According to the WaPo's Jonathan Weisman, Tom Tancredo is upset that John McCain has been secretly meetings with Latino leaders in Chicago. In a disgruntled letter to the GOP nominee, Tancredo charged: "[A]ccording to several news reports, you promised the group that you plan to pursue 'comprehensive immigration reform.' Senator, given your past sponsorship of amnesty legislation, such statements raise troubling questions."
Troubling questions? Not really. Anyone who still has questions as to McCain's real position on the issue of illegal immigration hasn't been paying attention. The man is not a hardliner. He never has been. And as soon as this race is over, he will go back to peddling a sensible, comprehensive, non-draconian reform plan. So Tancredo and his ilk shouldn't have "questions;" they should simply be furious that McCain is pretending to give a damn about their pet issue long enough to get elected.
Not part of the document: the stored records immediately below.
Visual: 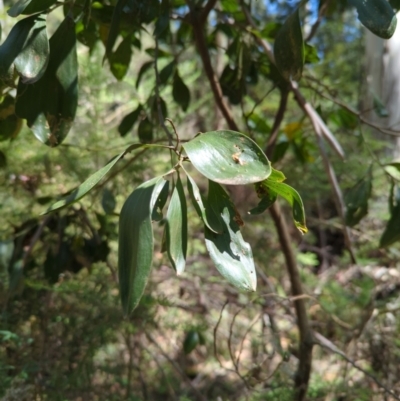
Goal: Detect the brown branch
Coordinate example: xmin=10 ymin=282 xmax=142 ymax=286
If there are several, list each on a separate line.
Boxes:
xmin=269 ymin=202 xmax=313 ymax=401
xmin=314 ymin=332 xmax=400 ymax=401
xmin=188 ymin=0 xmax=316 ymax=401
xmin=187 ymin=0 xmax=239 ymax=131
xmin=265 ymin=90 xmax=289 ymax=159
More broadly, all of us--left, right, and center--should be troubled by Senator Straight Talk's willingess to pander so egregiously on this (as on so many other) issues. For a guy who's entire candidacy is based on his unimpeachable character and his maverick's willingness to stand up for what he believes in no matter the cost, McCain seems awfully willing to pucker up and follow the political winds on any number of domestic issues when it serves his electoral purposes.
Early in the primary, when I would talk to conservative activists about why they hated McCain, they rarely cited his specific positions. It was always that they didn't trust him--that they couldn't count on him to back the right kinds of policies or tap the right kinds of judges. Obviously, I don't share these activists' preferences when it comes to judges and policies. But I increasingly share their distrust of the flamboyantly honorable McCain.